COAG x Alterist Launch Party | London Fashion Week AW25
Words by Molly Thatcher, Photos by Bukunmi Enirayetan
Alterist is a collective of designers and artists, brought together by the common goal: to inspire change in consumer culture through fashion. The launch event for their London Fashion Week showcase was held at COAG (Camden Open Air Gallery). Marking the start of a three-day pop-up which allowed visitors to shop collections by Alterist designers, including MINSKI, Timothy Midnight; STUART TREVOR, White Weft, Material Response, 8 Ball Custom Vintage, The Sophist, UIIBA Club, Manufactured Fiction, GLIDE, and ITERUM Studio. The launch was DJed by Materialresponse and later hosted performances by YSEE and Cheapcuts. The setting was perfect: a white cube gallery between two Camden Highstreet souvenir shops, the walls covered in installation street art and comic book pop art. A white-out piano with graffiti lay underneath snarling blue and pink cat heads with melting yellow eyes.
Attendees wore earth tones, orange blush high on the cheekbone, two-tone bleached hair with red leather coats and flat-footed peasant boots in imitation kidskin; invariably held brown beer bottles in their hands. At the beginning of the night, YSEE wandered among them in a patchwork denim trench coat like a blue flame. Beats from the decks wavered through the air. A worktable was set up, complete with spray cans, fabric sheer, pins, paints, stencils, and custom screen print patches—tools for Saturday when MINSKI, Timothy Midnight, STUART TREVOR, and White Weft would work to upcycle clothes brought by visitors. The brown card labels on the pieces also listed how long each designer spent on that item, also foregrounding the act of upcycling as much as the resulting art.
Throughout each designers’ collection, I sensed a democracy in their approach to materials. There was the desire to create clothes from otherwise discarded materials and honour the uniqueness of vintage items. Simultaneously there was an embrace of upcycling's aesthetic byproducts. Minski’s reworked waistcoats and pinstripe trousers, for example, have harlequin diamonds of antique lace with the hemming serger tails still hanging from the points. Cream tails blend into the antique lace, effortlessly merging authentic vintage with the anachronistic evidence of its alteration and reuse. Indeed, the designers seem connected in a playfulness towards the combining of fabrics: artificial snakeskin and brocade flowers clash loudly on upcycled jackets; elsewhere, panels of cream leather and lined teddy fleece together on a pair of trousers evoke more furniture than clothing.

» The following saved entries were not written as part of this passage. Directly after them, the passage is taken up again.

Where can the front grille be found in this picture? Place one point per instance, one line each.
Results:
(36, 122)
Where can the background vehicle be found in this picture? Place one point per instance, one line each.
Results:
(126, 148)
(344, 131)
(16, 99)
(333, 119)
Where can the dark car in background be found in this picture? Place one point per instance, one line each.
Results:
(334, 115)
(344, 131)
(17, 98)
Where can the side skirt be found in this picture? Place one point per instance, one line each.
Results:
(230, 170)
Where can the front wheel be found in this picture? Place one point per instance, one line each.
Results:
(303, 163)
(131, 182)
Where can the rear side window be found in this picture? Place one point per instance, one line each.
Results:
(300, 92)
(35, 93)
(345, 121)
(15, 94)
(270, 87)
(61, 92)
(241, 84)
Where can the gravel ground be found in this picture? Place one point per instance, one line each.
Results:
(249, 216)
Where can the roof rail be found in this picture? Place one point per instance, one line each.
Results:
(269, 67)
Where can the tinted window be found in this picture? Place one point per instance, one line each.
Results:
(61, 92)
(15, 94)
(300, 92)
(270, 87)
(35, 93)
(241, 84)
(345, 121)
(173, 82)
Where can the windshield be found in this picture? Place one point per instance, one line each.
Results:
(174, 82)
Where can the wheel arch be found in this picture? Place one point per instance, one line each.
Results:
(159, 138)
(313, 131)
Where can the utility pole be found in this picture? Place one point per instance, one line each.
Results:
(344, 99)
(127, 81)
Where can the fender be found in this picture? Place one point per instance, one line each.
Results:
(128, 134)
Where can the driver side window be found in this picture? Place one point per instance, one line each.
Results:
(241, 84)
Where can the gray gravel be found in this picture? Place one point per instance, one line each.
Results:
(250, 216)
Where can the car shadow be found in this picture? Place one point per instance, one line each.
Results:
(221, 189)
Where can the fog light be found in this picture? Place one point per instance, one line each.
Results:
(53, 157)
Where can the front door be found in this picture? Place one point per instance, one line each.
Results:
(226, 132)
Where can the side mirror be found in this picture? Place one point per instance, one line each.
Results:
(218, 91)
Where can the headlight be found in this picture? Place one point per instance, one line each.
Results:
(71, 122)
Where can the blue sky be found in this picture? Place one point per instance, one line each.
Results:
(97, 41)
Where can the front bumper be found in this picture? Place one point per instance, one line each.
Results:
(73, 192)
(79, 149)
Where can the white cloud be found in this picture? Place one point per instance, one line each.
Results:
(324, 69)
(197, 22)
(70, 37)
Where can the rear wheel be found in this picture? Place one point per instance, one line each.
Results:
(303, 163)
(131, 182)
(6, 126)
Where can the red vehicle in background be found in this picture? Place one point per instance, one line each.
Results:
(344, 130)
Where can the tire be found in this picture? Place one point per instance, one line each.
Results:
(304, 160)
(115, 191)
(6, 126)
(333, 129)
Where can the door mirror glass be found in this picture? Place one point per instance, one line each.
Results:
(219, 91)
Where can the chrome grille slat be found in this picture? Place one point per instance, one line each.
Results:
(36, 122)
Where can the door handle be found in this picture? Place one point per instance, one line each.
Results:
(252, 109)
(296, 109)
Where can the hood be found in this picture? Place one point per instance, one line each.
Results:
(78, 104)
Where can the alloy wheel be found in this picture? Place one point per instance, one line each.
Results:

Dorota Bojanowska’s vintage, blue workwear overalls became canvases for her chaotic screen-printed designs. The consciously documented care and human workmanship that has gone into each piece, represents notions of the body recreating itself through discarded fabrics. UIIBA Club’s metallic pull-tabs and denim knot together in belts like vertebrae. The Sophist’s embroidered capillaries and repeated motto of “Capillaries scream connecting the pathways of life.” Fashion woven together with the same ecstatic care as the tendons and arteries that knit the fleshy components of our human bodies. The beauty and imperfection of the handmade, reposition the body as the primary site of creativity. That is the primary focus of this pop-up: a showcase for Alterist artists to create wearable art in real time. By putting the creative body on display as a working organism, responding directly to the fabrics and clothing brought in by other individuals, Alterist creates a space of self-sustaining fashion during LFW AW25.